Risks and uncertainties
Actual events and results can be substantially different from what is expressed or implied by forward-looking information as a result of risks, uncertainties, and other factors, many of which are beyond our control, including, but not limited to:

  • regulatory changes;
  • technological changes;
  • economic, geopolitical, and other conditions affecting commercial activity;
  • unanticipated changes in content or equipment costs;
  • changing conditions in the entertainment, information, and communications industries;
  • sports-related work stoppages or cancellations and labour disputes;
  • the integration of acquisitions;
  • litigation and tax matters;
  • the level of competitive intensity;
  • the emergence of new opportunities;
  • external threats, such as epidemics, pandemics, and other public health crises, natural disasters, the effects of climate change, or cyberattacks, among others;
  • risks related to the Transaction and the Freedom Transaction, including the timing, receipt, and conditions of the Key Regulatory Approvals; satisfaction of the various conditions to close the Transaction and the Freedom Transaction; financing the Transaction; and the anticipated benefits of the Transaction and the successful integration of the businesses and operations of Rogers and Shaw; and the other risks outlined in "Updates to Risks and Uncertainties - Shaw Transaction" in our Q3 2022 MD&A; and
  • new interpretations and new accounting standards from accounting standards bodies.

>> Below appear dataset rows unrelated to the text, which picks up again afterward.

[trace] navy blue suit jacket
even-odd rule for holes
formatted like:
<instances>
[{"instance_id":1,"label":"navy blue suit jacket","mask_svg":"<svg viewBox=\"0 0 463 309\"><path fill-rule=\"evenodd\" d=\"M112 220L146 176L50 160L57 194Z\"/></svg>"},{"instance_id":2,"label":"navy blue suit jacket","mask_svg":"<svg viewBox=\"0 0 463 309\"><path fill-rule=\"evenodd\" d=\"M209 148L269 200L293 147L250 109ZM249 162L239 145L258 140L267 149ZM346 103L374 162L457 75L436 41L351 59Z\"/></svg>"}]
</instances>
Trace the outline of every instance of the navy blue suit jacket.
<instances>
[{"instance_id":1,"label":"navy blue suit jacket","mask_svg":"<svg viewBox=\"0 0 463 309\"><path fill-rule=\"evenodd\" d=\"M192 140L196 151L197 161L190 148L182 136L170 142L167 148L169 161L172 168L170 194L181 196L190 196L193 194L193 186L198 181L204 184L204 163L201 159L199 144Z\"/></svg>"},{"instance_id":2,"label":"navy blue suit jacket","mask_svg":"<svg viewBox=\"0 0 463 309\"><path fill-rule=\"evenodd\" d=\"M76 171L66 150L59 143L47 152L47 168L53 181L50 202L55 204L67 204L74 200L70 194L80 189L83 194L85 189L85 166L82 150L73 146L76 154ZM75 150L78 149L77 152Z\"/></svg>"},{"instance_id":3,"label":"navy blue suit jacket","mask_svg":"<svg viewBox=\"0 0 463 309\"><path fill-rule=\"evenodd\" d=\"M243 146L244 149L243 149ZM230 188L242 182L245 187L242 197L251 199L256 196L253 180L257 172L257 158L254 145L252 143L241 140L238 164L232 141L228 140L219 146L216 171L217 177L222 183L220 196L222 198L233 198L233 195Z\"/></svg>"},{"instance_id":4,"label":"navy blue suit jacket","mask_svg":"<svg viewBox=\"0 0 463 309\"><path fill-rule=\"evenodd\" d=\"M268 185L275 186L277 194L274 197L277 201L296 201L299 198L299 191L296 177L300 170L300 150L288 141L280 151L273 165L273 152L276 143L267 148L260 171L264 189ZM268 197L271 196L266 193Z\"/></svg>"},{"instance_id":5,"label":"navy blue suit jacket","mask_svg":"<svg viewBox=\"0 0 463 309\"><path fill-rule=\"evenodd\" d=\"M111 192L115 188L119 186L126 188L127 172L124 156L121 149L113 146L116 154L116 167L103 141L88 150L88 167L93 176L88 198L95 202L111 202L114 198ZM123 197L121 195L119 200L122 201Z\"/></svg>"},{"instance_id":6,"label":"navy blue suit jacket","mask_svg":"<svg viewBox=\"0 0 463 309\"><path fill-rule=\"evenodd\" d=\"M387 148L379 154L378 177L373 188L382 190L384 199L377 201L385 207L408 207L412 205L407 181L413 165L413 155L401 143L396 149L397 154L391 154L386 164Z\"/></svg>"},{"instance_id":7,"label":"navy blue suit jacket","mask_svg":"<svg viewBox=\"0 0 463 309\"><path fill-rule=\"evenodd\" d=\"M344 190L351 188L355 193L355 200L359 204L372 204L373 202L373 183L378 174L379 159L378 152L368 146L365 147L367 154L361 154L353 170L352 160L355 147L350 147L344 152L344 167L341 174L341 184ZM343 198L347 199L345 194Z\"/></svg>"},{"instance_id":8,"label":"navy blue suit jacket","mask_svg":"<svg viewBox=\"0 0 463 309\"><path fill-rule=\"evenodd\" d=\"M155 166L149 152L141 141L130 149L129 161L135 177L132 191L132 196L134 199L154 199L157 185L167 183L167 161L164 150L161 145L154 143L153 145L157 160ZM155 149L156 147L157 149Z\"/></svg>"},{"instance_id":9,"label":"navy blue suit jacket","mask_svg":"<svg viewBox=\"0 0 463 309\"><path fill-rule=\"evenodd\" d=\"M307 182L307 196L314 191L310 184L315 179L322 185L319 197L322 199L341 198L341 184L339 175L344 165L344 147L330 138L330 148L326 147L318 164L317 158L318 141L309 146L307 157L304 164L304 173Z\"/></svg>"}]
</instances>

These factors can also affect our objectives, strategies, and intentions. Many of these factors are beyond our control or our current expectations or knowledge. Should one or more of these risks, uncertainties, or other factors materialize, our objectives, strategies, or intentions change, or any other factors or assumptions underlying the forward-looking information prove incorrect, our actual results and our plans could vary significantly from what we currently foresee.

Accordingly, we warn investors to exercise caution when considering statements containing forward-looking information and caution them that it would be unreasonable to rely on such statements as creating legal rights regarding our future results or plans. We are under no obligation (and we expressly disclaim any such obligation) to update or alter any statements containing forward-looking information or the factors or assumptions underlying them, whether as a result of new information, future events, or otherwise, except as required by law. All of the forward-looking information in this earnings release is qualified by the cautionary statements herein.

Before making an investment decision
Before making any investment decisions and for a detailed discussion of the risks, uncertainties, and environment associated with our business, its operations, and its financial performance and condition, fully review the sections of this earnings release entitled "Updates to Risks and Uncertainties" and "Regulatory Developments" and fully review the sections in our 2021 Annual MD&A entitled "Regulation in our Industry" and "Environmental, Social, and Governance (ESG)", as well as our various other filings with Canadian and US securities regulators, which can be found at sedar.com and sec.gov, respectively. Information on or connected to sedar.com, sec.gov, our website, or any other website referenced in this document is not part of or incorporated into this earnings release.